Abstract
Background/Aim. We retrospectively investigated the prognostic potential (correlation with overall survival) of 9 shape and 21 textural features from non-contrast-enhanced computed tomography (CT) in patients with non-small-cell lung cancer. Materials and Methods. We considered a public dataset of 203 individuals with inoperable, histologically- or cytologically-confirmed NSCLC. Three-dimensional shape and textural features from CT were computed using proprietary code and their prognostic potential evaluated through four different statistical protocols. Results. Volume and grey-level run length matrix (GLRLM) run length non-uniformity were the only two features to pass all four protocols. Both features correlated negatively with overall survival. The results also showed a strong dependence on the evaluation protocol used. Conclusion: Tumour volume and GLRLM run-length non-uniformity from CT were the best predictor of survival in patients with non-small-cell lung cancer. We did not find enough evidence to claim a relationship with survival for the other features.

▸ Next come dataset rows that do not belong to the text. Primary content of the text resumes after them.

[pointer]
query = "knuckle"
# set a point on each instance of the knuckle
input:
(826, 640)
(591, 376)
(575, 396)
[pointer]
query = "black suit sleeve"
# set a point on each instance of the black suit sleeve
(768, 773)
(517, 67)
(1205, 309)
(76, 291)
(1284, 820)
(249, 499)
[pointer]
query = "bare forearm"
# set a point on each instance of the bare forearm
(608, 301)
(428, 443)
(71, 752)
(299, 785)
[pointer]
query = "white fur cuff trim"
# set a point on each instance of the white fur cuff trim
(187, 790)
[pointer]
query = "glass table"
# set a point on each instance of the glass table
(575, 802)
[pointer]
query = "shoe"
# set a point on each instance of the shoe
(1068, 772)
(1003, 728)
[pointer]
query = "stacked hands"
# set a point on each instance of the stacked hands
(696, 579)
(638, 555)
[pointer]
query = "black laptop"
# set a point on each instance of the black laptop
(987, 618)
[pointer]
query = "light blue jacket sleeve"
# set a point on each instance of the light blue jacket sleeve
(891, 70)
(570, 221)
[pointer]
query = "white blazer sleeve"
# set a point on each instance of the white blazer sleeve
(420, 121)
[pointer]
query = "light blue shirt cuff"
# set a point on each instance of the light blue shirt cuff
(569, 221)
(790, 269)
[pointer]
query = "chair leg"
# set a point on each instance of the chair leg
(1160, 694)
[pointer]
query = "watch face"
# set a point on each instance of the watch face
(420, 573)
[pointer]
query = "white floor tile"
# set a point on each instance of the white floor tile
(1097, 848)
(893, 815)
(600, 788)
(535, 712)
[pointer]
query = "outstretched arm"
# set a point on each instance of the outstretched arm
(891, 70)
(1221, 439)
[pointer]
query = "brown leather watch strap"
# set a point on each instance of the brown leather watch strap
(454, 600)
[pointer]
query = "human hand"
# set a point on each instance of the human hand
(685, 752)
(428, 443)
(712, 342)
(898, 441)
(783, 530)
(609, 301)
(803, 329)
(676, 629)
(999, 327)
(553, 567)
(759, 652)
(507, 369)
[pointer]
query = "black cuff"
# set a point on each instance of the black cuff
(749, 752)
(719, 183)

Much research in recent years has focused on the identification of reliable prognostic factors to enable personalised care for patients with non-small-cell lung cancer (NSCLC) (1-3). Among them, the assessment of tumour heterogeneity through shape and textural features from imaging data has been receiving increasing attention. It is in fact generally believed that heterogeneity is associated with adverse biology, and, ultimately, poor prognosis and worse response to therapy (4-6).
Computed tomography (CT) is usually the front-line imaging approach in many neoplastic disorders, and, as such, also the primary source of baseline data for most patients with NSCLC. The use of CT-derived features as potential biomarkers to predict survival in patients with NSCLC has, therefore, elicited intense research interest in recent years (7-8).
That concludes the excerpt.